Natasha Barrett: Where Shockwaves Become Sound (2021)
Nils Henrik Asheim – church organ, Natasha Barrett – electronics and diffusion
Morton Subotnick: The Wild Bull (part 1) (1968)
EAU (Natasha Barrett / Anders Tveit) – sound diffusion / spatialisation
Joel Chadabe: Blues Mix (1968)
EAU (Natasha Barrett / Anders Tveit) – sound diffusion / spatialisation
Sonic disturbances in the air of Oslo Cathedral, with vibrations from deep inside the organ and slices of electronic music history.
When does a shockwave become sound? When does pressure create impact? When do lies spread faster than truths, and channels of social communication become vessels of disinformation?
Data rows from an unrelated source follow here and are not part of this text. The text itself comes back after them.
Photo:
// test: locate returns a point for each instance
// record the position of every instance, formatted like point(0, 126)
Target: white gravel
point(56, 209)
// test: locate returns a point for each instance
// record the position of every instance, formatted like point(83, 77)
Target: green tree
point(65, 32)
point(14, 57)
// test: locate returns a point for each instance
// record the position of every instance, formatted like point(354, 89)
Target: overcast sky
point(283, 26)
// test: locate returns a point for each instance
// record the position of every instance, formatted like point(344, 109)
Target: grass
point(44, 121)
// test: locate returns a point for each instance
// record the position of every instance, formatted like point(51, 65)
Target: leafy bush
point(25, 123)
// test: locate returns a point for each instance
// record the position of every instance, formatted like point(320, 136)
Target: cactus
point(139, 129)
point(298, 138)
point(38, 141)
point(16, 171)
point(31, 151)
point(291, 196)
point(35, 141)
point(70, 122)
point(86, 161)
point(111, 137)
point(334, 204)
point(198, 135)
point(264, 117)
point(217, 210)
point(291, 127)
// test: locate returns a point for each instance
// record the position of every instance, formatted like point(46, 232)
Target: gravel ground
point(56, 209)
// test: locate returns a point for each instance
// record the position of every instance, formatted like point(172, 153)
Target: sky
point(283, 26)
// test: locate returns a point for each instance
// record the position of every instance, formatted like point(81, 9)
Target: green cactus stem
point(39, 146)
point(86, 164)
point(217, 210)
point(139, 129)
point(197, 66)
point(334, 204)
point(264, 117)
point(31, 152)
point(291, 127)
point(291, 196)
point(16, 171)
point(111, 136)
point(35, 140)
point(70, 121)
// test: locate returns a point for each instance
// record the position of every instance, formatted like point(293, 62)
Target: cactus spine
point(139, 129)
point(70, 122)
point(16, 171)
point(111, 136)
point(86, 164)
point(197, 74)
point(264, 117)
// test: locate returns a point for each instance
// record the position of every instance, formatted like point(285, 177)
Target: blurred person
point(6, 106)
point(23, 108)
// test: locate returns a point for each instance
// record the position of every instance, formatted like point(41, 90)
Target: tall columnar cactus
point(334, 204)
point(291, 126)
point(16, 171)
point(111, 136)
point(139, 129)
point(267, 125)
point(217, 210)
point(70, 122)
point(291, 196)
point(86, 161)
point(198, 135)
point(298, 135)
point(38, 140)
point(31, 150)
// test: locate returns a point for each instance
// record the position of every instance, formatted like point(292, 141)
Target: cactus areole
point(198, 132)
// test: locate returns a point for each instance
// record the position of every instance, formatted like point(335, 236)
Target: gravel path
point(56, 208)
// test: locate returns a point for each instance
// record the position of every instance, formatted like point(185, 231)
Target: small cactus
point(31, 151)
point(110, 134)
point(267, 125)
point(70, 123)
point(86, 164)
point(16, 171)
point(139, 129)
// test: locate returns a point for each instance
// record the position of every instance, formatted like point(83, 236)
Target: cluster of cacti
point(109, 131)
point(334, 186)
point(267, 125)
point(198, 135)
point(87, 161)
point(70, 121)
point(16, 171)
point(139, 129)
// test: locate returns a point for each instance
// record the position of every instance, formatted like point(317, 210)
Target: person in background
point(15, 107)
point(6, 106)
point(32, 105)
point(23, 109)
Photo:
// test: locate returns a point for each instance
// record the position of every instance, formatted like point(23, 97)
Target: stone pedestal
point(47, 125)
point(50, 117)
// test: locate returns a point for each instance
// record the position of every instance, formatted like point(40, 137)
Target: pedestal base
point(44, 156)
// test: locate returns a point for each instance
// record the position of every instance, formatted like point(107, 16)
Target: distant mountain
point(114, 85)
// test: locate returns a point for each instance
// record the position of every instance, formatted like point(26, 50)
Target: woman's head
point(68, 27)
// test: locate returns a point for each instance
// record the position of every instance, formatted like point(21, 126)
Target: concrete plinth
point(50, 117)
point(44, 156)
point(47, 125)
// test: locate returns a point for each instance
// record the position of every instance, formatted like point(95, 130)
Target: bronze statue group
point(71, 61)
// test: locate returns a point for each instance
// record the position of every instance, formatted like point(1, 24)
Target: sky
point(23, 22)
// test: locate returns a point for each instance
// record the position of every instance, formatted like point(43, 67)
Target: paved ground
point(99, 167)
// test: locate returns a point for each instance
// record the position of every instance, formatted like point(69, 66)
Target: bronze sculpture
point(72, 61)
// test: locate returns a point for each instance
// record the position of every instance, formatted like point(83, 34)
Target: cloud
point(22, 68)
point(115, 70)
Beginning with the air pressure inside the massive organ, Where Shockwaves Become Sound, a new piece for church organ and multichannel electric sound by Oslo based composer Natasha Barrett, is about these issues – the reality of physics felt on our body and the waves of disinformation that circulated in 2020. The work is composed for Stavanger based organist Nils Henrik Asheim, who performs tonight’s Oslo premiere.
Also in the spacious acoustics of Oslo Cathedral, you can experience key works by two American electronic music pioneers. Morton Subotnick’s The Wild Bull goes back to the ancient Epic of Gilgamesh in its quest for a new and strange sound world on a Buchla modular synthesizer. Joel Chadabe was a forerunner in computer composition and is an important historian of electronic music history. A wide ranging programme that shows the huge diversity of electronic music.